The month of September has typically seen gains month-over-month for Wi-Fi and cell services with spend up 4.3% and 3.5% month-over-month in September 2020 and September 2019, respectively. This is likely due to the seasonality surrounding back-to-school and Apple’s annual iPhone-centric event, often driving pre-order sales and device upgrades.
This year as well, many Americans expected to return to the office in September but with most reopenings postponed, expanded broadband needs at home and cell data plans may have become a priority expense again.
For eight months straight, spending in this category has made up at least 2.0% of all purchases, largely returning to pre-pandemic levels. This is particularly significant because the share of spend for personal care and fitness rarely hit 2.0% throughout most of 2020 as many businesses shut down to prevent the spread of the coronavirus. Back-to-school salon trips, more comfortability in gym settings, as well as a return to organized sports for students were likely drivers of a 9.2% month-over-month increase in September. Spending in this category made up 2.2% of all September credit purchases, a trend that may hold as Americans seek paths to normalcy in a new normal and return to routines such as regular haircuts, fitness classes and spa days.
Demand for dining out, take out and food delivery exceeded pre-pandemic levels in September. Making up 17.9% of total credit card spending, this far exceeded the share of spend in all of 2019. This is likely driven by a shift away from travel spending, which fell 4.7% month-over-month in September. Since the beginning of the year, spending in the restaurant category has steadily climbed as cities reopened, social distancing restrictions eased up and vaccination rates increased.

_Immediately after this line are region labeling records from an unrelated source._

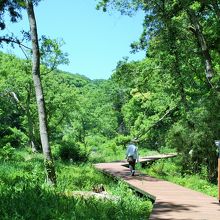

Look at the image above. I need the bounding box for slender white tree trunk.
[26,0,56,185]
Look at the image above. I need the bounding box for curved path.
[95,155,220,220]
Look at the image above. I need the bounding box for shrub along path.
[95,155,220,220]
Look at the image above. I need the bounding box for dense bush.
[0,150,152,220]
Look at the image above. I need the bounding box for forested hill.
[0,43,220,184]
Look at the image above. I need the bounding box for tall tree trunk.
[187,9,214,81]
[26,82,37,153]
[26,0,56,185]
[211,0,220,18]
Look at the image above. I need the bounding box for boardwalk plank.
[95,156,220,220]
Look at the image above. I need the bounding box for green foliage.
[59,142,88,162]
[142,157,218,197]
[0,151,152,219]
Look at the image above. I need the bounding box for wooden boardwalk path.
[95,155,220,220]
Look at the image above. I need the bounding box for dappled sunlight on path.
[95,155,220,220]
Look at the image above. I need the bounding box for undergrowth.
[139,157,218,197]
[0,150,152,220]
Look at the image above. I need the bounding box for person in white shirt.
[126,138,139,176]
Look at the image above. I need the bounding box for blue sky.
[2,0,144,79]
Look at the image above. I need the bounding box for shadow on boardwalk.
[95,155,220,220]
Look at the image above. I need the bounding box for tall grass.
[0,150,152,220]
[139,158,218,197]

Falling temperatures and continued concerns with the Delta variant likely boosted growth in this category with purchases from popular takeout and delivery apps such as DoorDash, Postmates and Uber Eats increasing credit card spend by 5.4% month-over-month in September. Growth in this category is likely to continue as the weather grows colder and more Americans choose to stay home.
For the fourth straight month, spending in this category has exceeded 5% since February 2020. Entertainment purchases made up 5.4% of all credit card spending in September. Throughout most of the pandemic, spending in the entertainment category hovered between 3% and 4%.
With vaccination rates increasing and formal event policies becoming the norm, this may have driven Americans to purchase tickets for concerts, sporting events and live shows as they became available again. Growth in this category was on purchases from well-known ticket vendors like SeatGeek, Ticketmaster and Vivid Seats, where spending rose 7.1% month-over-month in September.
As Delta variant concerns remain and the holidays draw near, whether this trend continues will largely depend on how the pandemic continues to unfold and if live events get postponed or limited in size once more.
The Tally Credit Card Spending Index ranks the share of purchases made each month in several categories: entertainment, groceries, home improvement, personal care and fitness, pets, restaurants, shopping (includes electronics and clothing), travel, transportation and other. The “other” category includes unspecified transactions and categories that are too small to be ranked separately. Each monthly index is based on a statistically significant sampling of approximately 200,000 anonymized credit card transactions in a given month made by Tally members, many of whom carry credit card debt. The index has been tracking credit card transactions since January 2019. All historical transaction data has been normalized to the most current month.
Share of the spend measures the proportion of total dollars spent in each category relative to total credit card expenses within a month. Percentage changes are calculated using the total dollar amount spent in each category on a month-over-month, quarter-over-quarter and year-over-year basis.